When Trenne, the Corvette designer, came on board, Mosler's company used high-tech software to design the new car. The specifications of the computer model go straight to machines that carve out molds for the fiberglass frame. The factory workers need only assemble the parts as if they were a toy. The process takes about three to five months. The new design, with its sloped nose curving gently to a flat rear end, looks like a Corvette on steroids -- without the drug's ball-shrinking side effects.

For the new car, Mosler upgraded to a Porsche transmission and an eight-cylinder Corvette engine, which he placed behind the cockpit. The computer-generated car weighs just 2,590 pounds, so the 350 horses yank it forward like a jet engine. The car hits 30 miles per hour in a little more than a second.

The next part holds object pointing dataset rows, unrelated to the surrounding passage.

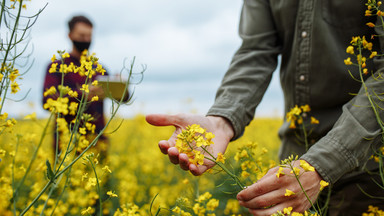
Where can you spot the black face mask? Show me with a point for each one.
(81, 46)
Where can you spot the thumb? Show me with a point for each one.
(161, 119)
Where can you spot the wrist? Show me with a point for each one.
(223, 124)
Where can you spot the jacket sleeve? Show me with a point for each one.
(251, 68)
(357, 133)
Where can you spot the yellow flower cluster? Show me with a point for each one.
(190, 139)
(298, 114)
(361, 44)
(251, 161)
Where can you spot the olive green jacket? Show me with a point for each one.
(311, 36)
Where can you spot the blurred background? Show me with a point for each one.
(185, 45)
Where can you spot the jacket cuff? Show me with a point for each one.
(346, 147)
(232, 113)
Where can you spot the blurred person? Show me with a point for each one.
(311, 37)
(80, 33)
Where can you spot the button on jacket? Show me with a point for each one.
(311, 36)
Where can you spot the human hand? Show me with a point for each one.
(267, 196)
(217, 125)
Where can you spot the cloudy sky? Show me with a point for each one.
(186, 46)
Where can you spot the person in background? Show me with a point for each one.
(80, 33)
(311, 37)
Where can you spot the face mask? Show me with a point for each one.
(81, 46)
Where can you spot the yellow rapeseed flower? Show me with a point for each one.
(65, 55)
(289, 192)
(323, 184)
(350, 50)
(82, 130)
(106, 168)
(306, 166)
(53, 68)
(53, 59)
(287, 210)
(73, 94)
(296, 170)
(212, 204)
(373, 54)
(370, 24)
(84, 88)
(347, 61)
(220, 158)
(86, 211)
(314, 120)
(280, 172)
(111, 194)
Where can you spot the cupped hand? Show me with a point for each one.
(219, 126)
(267, 196)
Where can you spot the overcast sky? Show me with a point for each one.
(186, 46)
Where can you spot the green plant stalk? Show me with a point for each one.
(36, 198)
(33, 158)
(378, 119)
(213, 159)
(57, 141)
(305, 136)
(76, 126)
(97, 186)
(57, 174)
(49, 196)
(301, 186)
(8, 50)
(2, 11)
(57, 128)
(13, 175)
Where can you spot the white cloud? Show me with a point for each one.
(186, 45)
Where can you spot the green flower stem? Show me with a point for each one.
(373, 106)
(13, 175)
(58, 173)
(33, 158)
(9, 48)
(36, 198)
(97, 186)
(301, 186)
(305, 136)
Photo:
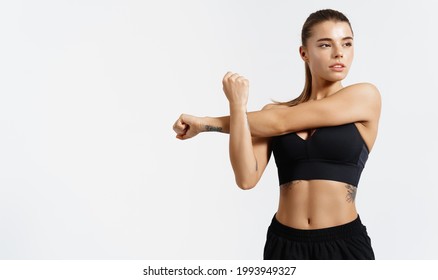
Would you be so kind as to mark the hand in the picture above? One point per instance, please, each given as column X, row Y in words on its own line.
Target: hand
column 236, row 88
column 187, row 126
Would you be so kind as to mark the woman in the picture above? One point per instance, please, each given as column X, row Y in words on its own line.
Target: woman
column 320, row 141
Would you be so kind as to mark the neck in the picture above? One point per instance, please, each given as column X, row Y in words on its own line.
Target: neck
column 324, row 88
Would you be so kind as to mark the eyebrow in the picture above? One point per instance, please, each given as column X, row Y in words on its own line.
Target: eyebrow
column 330, row 39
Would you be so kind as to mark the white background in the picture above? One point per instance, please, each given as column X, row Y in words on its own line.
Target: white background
column 89, row 90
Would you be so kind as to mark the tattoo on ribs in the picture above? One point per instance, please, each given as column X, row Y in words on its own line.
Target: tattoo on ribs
column 213, row 128
column 351, row 193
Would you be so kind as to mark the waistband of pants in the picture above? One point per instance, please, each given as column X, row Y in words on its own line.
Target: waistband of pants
column 347, row 230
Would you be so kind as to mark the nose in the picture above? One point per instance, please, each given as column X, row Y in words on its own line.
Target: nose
column 338, row 52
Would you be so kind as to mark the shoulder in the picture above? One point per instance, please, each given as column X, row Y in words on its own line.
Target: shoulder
column 363, row 90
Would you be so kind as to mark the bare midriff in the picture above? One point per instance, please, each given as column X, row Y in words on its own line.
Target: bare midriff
column 316, row 204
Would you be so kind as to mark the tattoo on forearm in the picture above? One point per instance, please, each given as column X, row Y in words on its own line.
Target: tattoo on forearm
column 213, row 128
column 351, row 193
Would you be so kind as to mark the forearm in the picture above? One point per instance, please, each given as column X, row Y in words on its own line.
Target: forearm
column 261, row 123
column 241, row 150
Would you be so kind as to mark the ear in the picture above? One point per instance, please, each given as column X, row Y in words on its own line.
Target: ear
column 303, row 53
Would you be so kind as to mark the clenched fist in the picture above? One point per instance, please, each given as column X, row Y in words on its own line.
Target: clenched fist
column 236, row 88
column 187, row 126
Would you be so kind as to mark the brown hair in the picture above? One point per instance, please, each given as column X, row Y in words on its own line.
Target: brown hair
column 306, row 32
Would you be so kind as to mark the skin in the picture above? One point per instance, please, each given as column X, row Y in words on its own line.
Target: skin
column 303, row 204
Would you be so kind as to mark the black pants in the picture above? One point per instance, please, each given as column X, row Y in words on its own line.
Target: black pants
column 345, row 242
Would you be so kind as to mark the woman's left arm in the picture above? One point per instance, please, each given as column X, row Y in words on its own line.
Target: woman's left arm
column 355, row 103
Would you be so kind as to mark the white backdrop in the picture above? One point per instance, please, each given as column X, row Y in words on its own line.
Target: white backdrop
column 89, row 90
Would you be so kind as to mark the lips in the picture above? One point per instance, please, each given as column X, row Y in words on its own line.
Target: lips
column 337, row 65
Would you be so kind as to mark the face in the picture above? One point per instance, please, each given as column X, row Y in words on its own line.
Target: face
column 331, row 43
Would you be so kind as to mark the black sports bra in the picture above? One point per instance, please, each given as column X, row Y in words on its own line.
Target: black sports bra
column 334, row 153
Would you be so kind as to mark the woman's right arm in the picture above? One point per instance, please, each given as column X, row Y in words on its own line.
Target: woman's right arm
column 355, row 103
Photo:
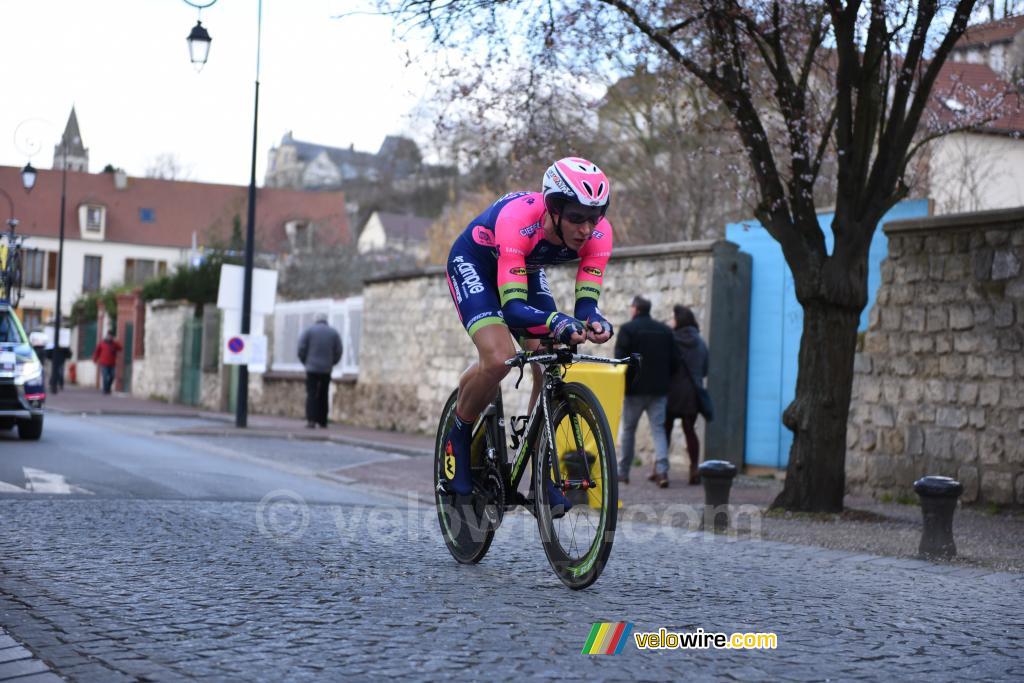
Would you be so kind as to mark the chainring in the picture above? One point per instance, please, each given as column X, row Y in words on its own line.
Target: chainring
column 491, row 498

The MT900 has some remnants of Mosler's geeky past. The drab dashboard looks no fancier than that of a Neon, and the six headlights look as if they were pulled from the tops of flashlights. The lightweight body makes for a noisy ride, and the interior is far removed from the luxury of Italian sports cars, says Walton, whose Motortrend article is due on stands May 6. "People who will buy them have a garage of cars already. This is more about having the fastest car out there than having the nicest one," Walton says.

Mosler has never been one to sweat the details, Martyak says. The car is designed to drive like a race car, but not necessarily to cut a colorful figure floating down the freeway. "What we're trying to do is duplicate what you get on the racetrack on the highway," Martyak says.

All right, but it may be time to upgrade the office. Maybe Mosler could relocate the low-end used car dealership that's tacked onto the building like a line of laundry off the back of a tenement apartment building. For now, visitors have to snake through a parking lot of old Chevys and Fords to get to the showroom where the MT900 sits like a purring fighter jet at the lee end of an aircraft carrier runway.